The ratings reflect gig-Jordan’s balance sheet strength, which A.M. Best categorises as strong, as well as its adequate operating performance, neutral business profile and marginal enterprise risk management (ERM). The ratings also factor in the financial strength of gig-Jordan’s parent company, Gulf Insurance Group K.S.C.P. (GIG), due to its strategic importance to the group. The negative outlooks reflect the execution risk associated with the company’s profitability targets.
gig-Jordan’s balance sheet strength is underpinned by risk-adjusted capitalisation, as measured by Best’s Capital Adequacy Ratio (BCAR), which remained at the strongest level as at year-end 2017. In November 2017, gig-Jordan received a loan from GIG that boosted its local solvency position. A.M. Best expects consolidated risk-adjusted capitalisation to remain at the strongest level in the short-to-medium term. Offsetting factors to the balance sheet strength assessment include gig-Jordan’s high dependence on reinsurance and weak capital management capability. The assessment also considers gig-Jordan’s exposure to high levels of economic, political and financial system risk through operating exclusively in Jordan, although A.M. Best notes that this is driven partly by regulatory constraints.

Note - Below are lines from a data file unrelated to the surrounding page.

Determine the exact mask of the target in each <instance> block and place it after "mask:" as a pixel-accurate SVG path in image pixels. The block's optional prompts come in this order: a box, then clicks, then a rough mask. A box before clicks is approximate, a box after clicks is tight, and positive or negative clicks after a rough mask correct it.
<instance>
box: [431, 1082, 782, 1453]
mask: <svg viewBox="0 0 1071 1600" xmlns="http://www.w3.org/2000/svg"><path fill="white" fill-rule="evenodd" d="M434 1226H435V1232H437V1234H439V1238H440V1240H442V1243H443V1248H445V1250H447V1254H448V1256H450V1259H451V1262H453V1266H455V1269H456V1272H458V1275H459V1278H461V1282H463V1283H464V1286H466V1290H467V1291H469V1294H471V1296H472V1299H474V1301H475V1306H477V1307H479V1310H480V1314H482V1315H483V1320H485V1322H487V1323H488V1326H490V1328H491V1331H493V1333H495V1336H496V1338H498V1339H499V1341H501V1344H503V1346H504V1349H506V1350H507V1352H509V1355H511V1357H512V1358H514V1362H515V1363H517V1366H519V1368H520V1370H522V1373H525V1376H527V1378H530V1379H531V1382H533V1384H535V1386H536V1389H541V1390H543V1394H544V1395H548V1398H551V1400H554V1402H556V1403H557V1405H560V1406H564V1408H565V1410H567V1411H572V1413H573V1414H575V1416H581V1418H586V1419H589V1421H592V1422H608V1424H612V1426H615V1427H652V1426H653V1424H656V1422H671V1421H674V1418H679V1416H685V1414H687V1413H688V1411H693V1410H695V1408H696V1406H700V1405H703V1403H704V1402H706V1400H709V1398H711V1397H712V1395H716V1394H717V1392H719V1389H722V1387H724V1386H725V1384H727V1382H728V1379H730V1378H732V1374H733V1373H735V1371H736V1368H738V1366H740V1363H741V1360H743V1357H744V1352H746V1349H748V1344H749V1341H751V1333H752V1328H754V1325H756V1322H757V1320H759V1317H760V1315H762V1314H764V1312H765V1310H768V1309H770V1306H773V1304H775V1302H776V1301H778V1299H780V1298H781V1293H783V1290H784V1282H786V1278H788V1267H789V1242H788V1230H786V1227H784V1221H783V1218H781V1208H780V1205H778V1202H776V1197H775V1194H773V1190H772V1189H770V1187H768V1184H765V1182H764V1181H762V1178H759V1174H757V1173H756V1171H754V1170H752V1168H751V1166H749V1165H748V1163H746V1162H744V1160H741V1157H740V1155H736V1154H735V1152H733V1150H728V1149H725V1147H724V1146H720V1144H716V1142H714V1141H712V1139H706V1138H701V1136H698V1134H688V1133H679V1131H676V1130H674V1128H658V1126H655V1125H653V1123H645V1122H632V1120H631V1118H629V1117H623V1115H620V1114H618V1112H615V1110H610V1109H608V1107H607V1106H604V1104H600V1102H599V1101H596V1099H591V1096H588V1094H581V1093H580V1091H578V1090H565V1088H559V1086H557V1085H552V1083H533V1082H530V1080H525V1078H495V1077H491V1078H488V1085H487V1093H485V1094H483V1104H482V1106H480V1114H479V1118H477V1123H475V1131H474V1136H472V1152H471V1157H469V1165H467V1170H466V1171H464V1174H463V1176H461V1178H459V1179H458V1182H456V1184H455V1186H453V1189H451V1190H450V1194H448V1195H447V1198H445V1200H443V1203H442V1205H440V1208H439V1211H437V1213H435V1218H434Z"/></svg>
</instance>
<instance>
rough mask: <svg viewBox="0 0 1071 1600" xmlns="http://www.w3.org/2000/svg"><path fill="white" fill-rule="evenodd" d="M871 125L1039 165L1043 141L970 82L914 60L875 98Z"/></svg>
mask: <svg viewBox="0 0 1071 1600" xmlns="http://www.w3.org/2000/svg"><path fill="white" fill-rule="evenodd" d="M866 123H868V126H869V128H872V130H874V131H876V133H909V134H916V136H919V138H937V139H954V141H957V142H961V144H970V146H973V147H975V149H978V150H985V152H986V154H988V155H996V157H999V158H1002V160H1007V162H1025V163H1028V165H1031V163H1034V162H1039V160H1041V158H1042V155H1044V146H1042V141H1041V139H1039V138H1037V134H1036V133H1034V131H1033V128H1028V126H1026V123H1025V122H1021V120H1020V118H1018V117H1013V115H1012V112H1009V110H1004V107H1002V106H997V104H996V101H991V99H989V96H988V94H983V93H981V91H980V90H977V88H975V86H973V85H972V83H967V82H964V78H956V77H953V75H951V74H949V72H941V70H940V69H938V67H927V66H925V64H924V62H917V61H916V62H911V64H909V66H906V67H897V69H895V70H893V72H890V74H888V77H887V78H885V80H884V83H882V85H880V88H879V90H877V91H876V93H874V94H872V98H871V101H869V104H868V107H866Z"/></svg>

Prior to 2016, gig-Jordan had historically returned underwriting profits, generating combined ratios below 90%, with operating earnings supplemented by stable investment returns. The company’s five-year (2013-2017) average combined ratio of 98.1% includes elevated combined ratios for 2016 and 2017, following a correction to the financial statements at each respective year end. Additionally, the company suffered technical losses on its underlying portfolio in 2017, stemming from poor risk selection and underpricing on its medical business line. The accounting correction was a one-off adjustment and will not impact financial results going forward, and management is taking strong actions to improve underwriting performance through focusing on tightening underwriting discipline, and exiting unprofitable segments. A.M. Best anticipates that it will take a period of time for the full extent of management actions to translate into long-term improvement in operating performance.
The business profile assessment reflects gig-Jordan’s leading position in its domestic insurance market, with a consolidated market share of 16% as at year-end 2017. However, gig-Jordan operates exclusively in Jordan, and its portfolio continues to be heavily concentrated toward medical and motor risks, which is a common characteristic in the region. gig-Jordan appointed a new chief executive officer during the first quarter of 2018, and A.M. Best will continue to monitor any strategic developments under the new leadership team.
Whilst gig-Jordan has developed an ERM framework, given the material financial and underwriting control failures the company experienced during the past 18 months, A.M. Best has concerns regarding risk management practices and the risk culture within the company. The company has made a number of enhancements to its processes and framework in 2017 and 2018; however, further time is required for these improvements to be embedded throughout the company.